Llevo trabajando con marcas que operan en ambos mercados y me encuentro con el mismo problema una y otra vez: traducir una campaña exitosa de USA a LATAM no funciona. Ni siquiera cuando la traducción está perfecta.
Me pasó hace poco con un cliente DTC. La campaña en TikTok USA fue increíble: tonada de humor, desparpajo, mensajes sobre eficiencia. Llevamos exactamente lo mismo a México y Brasil, solo con subtítulos en español, y el engagement se desplomó. Al principio pensé que era problema de timing o del creador que elegimos. Pero después de hablar con varios creadores de ambos mercados, me di cuenta de que no era eso.
El problema es que los valores que resonaban en USA (velocidad, pragmatismo, independencia) no necesariamente resonaban igual en LATAM. En Brasil, por ejemplo, los creadores me dijeron que su audiencia valora más la comunidad y el humor absurdo. En México, es diferente de nuevo: la audiencia responde mejor a mensajes que rompen estereotipos de forma irónica.
Lo que estoy intentando ahora es testear ideas con creadores reales antes de lanzar campañas completas. No estoy buscando validación de focus groups formales, sino feedback honesto de creadores que conozcan sus mercados. La fricción cultural es real, y si no la captás, tu presupuesto se va al piso.
Mi pregunta: ¿cómo estáis llegando a conocer realmente estas diferencias sin quemar presupuesto en experimentación? ¿tenéis algún framework o proceso que uséis para testear tonos y formatos específicos con creadores de ambas regiones?
Esto es exactamente lo que propongo a mis clientes cuando entran a mercados nuevos. Lo que hemos visto funcionar es armar micro-tests con 3-4 creadores en cada región antes de lanzar la campaña completa. No hablamos de brief formal; es más bien una conversación sobre qué resuena con su audiencia.

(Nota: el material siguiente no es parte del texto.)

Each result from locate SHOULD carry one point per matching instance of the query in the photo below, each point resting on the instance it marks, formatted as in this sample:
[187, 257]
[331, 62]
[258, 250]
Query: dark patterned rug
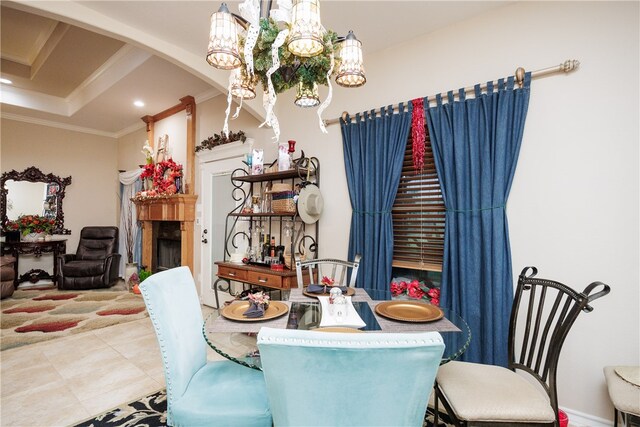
[151, 411]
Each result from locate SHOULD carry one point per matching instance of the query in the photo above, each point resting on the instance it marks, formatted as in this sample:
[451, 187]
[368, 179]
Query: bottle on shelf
[265, 247]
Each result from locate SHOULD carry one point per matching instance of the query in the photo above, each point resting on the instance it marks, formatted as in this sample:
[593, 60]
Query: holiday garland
[418, 134]
[308, 70]
[219, 139]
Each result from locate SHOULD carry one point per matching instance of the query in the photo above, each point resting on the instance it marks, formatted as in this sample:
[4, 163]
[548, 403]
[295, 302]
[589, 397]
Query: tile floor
[67, 380]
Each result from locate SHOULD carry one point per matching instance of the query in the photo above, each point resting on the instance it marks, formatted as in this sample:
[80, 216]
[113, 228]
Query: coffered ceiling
[83, 63]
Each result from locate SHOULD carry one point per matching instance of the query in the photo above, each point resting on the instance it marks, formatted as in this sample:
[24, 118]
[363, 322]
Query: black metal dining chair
[542, 314]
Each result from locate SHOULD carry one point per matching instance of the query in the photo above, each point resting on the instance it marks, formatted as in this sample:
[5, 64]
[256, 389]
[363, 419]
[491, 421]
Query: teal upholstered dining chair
[199, 393]
[348, 379]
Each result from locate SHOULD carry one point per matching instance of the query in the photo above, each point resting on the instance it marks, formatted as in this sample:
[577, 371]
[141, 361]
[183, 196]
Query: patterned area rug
[151, 411]
[35, 315]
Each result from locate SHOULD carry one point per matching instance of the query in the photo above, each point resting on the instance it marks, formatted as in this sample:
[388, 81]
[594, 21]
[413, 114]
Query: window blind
[418, 214]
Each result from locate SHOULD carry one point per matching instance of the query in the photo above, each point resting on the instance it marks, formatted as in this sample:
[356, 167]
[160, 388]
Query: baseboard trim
[580, 419]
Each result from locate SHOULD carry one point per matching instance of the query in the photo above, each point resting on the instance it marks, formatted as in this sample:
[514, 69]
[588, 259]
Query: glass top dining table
[237, 340]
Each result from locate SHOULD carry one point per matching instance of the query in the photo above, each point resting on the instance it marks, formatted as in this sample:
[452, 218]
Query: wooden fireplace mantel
[179, 207]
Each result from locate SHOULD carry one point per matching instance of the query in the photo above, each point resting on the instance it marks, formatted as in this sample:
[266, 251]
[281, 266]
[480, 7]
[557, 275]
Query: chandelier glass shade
[307, 95]
[305, 39]
[223, 40]
[351, 70]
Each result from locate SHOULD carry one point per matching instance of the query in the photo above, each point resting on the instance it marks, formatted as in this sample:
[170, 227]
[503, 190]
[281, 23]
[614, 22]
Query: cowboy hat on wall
[310, 204]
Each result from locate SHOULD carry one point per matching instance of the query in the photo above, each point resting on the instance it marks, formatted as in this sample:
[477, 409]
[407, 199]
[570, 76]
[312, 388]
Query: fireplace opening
[167, 244]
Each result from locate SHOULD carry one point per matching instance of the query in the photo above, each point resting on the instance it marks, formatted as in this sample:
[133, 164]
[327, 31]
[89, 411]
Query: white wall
[573, 210]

Para nosotros, la clave es la estructura. Probamos 2-3 versiones diferentes del mismo concepto: una más directa, una más comunitaria, una más irónica. Los creadores nos devuelven feedback sobre qué sintieron que podía funcionar. No es perfecto, pero nos ahorra desastres.
La otra parte es ser honesto sobre el presupuesto. Los creadores entienden que es un test. Si les ofrecés un fee justo por participar en la ideación, generalmente están dispuestos. Eso sí, necesitás creadores que realmente conozcan a su audiencia, no solo números grandes.
Como creadora, puedo decir que lo que más ayudó con mis marcas fue cuando literalmente me preguntaron qué funcionaría con MI audiencia. No fue una encuesta, fue una conversación real.
Mi consejo: no busquen creadores tier-1 para esto. Busquen micro-creadores que tengan comunidad real. Nosotros sabemos exactamente qué temas dividen, qué genera comentarios, qué te ghostean. Además, somos más baratos así que el test no te seca el presupuesto.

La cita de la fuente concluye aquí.